- Richard Hearne
- Directed by: Leslie S. Hiscott
- Written by: Michael Barringer
- Produced by: Elizabeth Hiscott
- Starring: Jane Carr; Margaretta Scott; David Hutcheson;
- Cinematography: Günther Krampf
- Edited by: Peter Tanner
- Music by: W.L. Trytel
- Production companies: British National Films; Shaftesbury Films;
- Distributed by: Anglo-American Film Corporation (UK)
- Release date: 7 September 1942 (UK);
- Running time: 61 minutes
- Country: United Kingdom
- Language: English

= Sabotage at Sea =

1942 film

Sabotage at Sea is a 1942 British black-and-white war film directed by Leslie S. Hiscott and starring Jane Carr, Margaretta Scott, David Hutcheson and Ronald Shiner. It was written by Michael Barringer and produced by British National Films and Shaftesbury Films.

==Synopsis==
A series of vignettes introduce us to a selection of people who later turn out to be the individual suspects.

Cargo ship Captain Tracey has discovered that enemy agents have tampered with his ship.
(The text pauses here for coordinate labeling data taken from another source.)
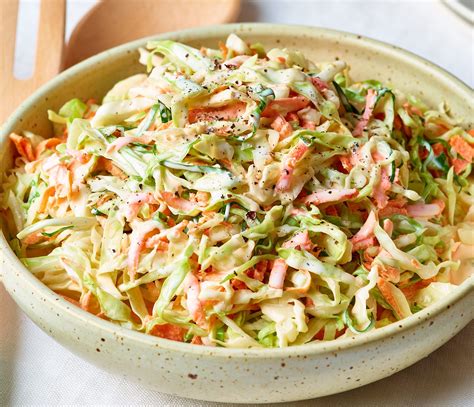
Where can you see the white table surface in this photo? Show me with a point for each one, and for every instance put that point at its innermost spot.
(35, 370)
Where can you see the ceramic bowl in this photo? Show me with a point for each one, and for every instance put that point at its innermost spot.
(254, 375)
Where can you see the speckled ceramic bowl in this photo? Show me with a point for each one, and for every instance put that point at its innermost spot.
(269, 375)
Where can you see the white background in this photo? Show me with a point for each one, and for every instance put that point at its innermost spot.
(35, 370)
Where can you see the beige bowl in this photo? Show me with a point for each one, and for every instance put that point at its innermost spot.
(268, 375)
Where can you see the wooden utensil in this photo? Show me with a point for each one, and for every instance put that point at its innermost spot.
(48, 51)
(113, 22)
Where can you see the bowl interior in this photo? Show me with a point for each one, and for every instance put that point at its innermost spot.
(367, 58)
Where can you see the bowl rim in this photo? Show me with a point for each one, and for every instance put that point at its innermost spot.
(314, 348)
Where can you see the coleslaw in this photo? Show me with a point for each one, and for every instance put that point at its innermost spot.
(240, 197)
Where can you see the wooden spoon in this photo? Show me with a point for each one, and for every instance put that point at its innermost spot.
(114, 22)
(48, 51)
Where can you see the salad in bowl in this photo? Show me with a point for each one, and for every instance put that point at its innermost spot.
(243, 197)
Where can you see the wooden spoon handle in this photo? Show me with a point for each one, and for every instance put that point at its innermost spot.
(49, 50)
(8, 17)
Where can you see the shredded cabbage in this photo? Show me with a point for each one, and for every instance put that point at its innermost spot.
(241, 198)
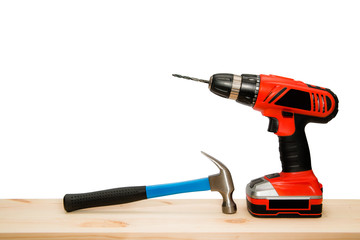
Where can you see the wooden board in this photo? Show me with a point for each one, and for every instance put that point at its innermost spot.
(170, 219)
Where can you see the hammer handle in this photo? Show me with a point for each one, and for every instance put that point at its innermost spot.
(121, 195)
(113, 196)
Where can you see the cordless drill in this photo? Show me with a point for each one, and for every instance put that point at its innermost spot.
(289, 105)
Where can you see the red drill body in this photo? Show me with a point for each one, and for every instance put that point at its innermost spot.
(290, 105)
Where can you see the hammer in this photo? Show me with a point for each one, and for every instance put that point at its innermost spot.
(221, 182)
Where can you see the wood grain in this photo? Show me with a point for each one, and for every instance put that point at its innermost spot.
(170, 219)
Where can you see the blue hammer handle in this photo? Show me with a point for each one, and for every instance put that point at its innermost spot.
(113, 196)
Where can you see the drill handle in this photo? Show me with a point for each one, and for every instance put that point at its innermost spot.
(294, 149)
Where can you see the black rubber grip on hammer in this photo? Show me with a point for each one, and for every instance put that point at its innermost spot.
(108, 197)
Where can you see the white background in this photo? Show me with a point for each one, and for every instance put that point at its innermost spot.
(87, 100)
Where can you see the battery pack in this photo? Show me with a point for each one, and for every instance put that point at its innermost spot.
(279, 195)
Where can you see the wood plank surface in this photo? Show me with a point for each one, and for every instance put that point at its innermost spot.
(170, 219)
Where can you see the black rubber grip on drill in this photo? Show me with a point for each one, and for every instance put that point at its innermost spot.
(108, 197)
(294, 149)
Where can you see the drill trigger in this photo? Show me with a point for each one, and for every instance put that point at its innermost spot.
(273, 125)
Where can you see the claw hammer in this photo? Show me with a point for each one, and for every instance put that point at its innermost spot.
(221, 182)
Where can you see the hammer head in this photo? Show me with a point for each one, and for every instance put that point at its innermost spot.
(222, 182)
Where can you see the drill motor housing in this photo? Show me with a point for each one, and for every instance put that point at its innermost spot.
(289, 105)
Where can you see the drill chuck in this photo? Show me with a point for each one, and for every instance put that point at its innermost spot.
(244, 89)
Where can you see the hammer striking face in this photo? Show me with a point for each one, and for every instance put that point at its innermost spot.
(221, 182)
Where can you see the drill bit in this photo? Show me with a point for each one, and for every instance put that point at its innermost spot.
(191, 78)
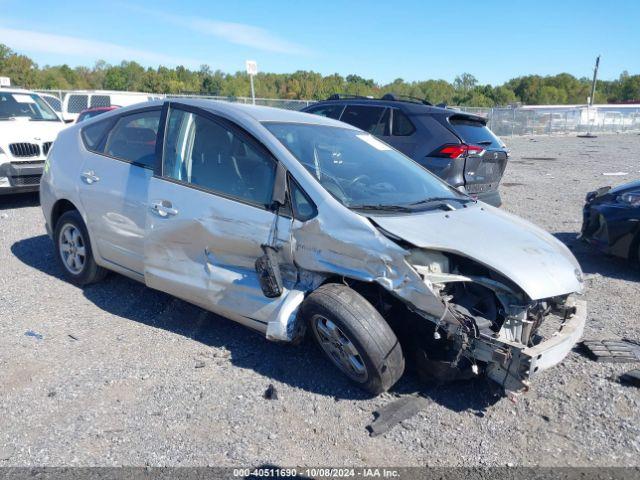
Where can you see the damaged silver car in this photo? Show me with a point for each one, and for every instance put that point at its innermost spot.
(295, 224)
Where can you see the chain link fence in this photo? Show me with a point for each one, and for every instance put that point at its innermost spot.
(504, 121)
(560, 120)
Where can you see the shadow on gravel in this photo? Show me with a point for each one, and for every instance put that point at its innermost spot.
(19, 200)
(593, 261)
(301, 366)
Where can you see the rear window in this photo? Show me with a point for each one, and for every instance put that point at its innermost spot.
(331, 111)
(77, 103)
(474, 132)
(402, 126)
(100, 101)
(93, 134)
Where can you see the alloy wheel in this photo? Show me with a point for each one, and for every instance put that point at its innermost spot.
(339, 348)
(72, 249)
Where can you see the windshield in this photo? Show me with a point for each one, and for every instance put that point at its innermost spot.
(358, 169)
(25, 105)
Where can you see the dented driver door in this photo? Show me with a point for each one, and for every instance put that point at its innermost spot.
(208, 215)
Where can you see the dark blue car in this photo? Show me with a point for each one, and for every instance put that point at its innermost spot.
(611, 220)
(456, 146)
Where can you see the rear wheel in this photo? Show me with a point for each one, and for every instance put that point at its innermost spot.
(354, 336)
(73, 250)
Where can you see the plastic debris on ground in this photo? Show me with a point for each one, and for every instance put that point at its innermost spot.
(31, 333)
(271, 393)
(394, 413)
(618, 351)
(632, 378)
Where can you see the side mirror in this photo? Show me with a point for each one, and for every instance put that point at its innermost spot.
(279, 197)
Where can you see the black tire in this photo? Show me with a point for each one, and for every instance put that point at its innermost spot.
(378, 349)
(89, 272)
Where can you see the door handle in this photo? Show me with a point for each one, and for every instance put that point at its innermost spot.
(163, 209)
(89, 177)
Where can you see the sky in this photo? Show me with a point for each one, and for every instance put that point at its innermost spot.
(494, 40)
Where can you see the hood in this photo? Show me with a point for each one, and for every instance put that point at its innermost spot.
(530, 257)
(14, 131)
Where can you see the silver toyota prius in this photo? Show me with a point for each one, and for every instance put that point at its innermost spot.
(295, 224)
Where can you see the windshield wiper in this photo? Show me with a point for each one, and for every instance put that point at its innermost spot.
(383, 208)
(442, 199)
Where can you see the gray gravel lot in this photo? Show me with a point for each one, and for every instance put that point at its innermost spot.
(119, 374)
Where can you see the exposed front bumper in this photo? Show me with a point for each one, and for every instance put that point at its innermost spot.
(551, 352)
(513, 365)
(20, 176)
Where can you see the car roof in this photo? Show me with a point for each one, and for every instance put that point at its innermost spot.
(260, 113)
(409, 107)
(98, 109)
(18, 90)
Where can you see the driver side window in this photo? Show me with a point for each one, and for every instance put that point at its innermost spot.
(207, 154)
The film follows the search for the saboteur. Six would-be subjects are jointly kidnapped/shanghaied and kept on board while Tracey investigates which one is the saboteur. The investigation tales place en route to New York.

==Cast==
- Jane Carr as Diane
- Margaretta Scott as Jane Dighton
- David Hutcheson as Captain Tracey
- Martita Hunt as Daphne Faber
- Felix Aylmer as John Dighton
- Ralph Truman as Chandler
- Ian Fleming as 1st Officer
- Arthur Maude as Engineer Officer
- William Hartnell as Digby
- Wally Patch as Steward
- Ronald Shiner as Cook
- Hay Petrie as talkative sailor at table

==Production==
The film was known as Rendezvous at Sea and Rendezvous for Convoy.

==Critical reception==
The Monthly Film Bulletin wrote: "Dialogue rather than action predominates in this film, and as a result it lacks the excitement and suspense expected in a war-time sabotage story. The comedy element is well to the fore, however, in the persons of Wally Patch and Ronald Shiner, who give excellent performances as the steward and cook of the ship. There is also competent acting from the rest of the cast."

Kine Weekly wrote: "The story, which is written in a familiar 'who dunnit' vein, opens with promise, but dialogue quickly gets the upper hand. Many legitimate laughs but few thrills reward its strenuous labours. The action is anticipatory rather than actual. ... The yarn has a breezy opening and some good comedy intermissions, but there is not enough robust action to hold the interest while the sabotage angle is being established."

Picturegoer wrote: "Unfortunately the dialogue is more pronounced than action. There is some good comedy, but the script does not give the artistes many opportunities. Comedy is well supplied by Wally Patch and Ronald Shiner."

Picture Show wrote: "Although it is rather overloaded with dialogue, it is quite entertaining and the drama and suspense are well lightened with comedy provided chiefly by the steward and cook. Dave Hutcheson gives an agreeable performance as the captain, and the rest of the cast is good."

TV Guide wrote, "The cast is handicapped by an uneventful, wordy script."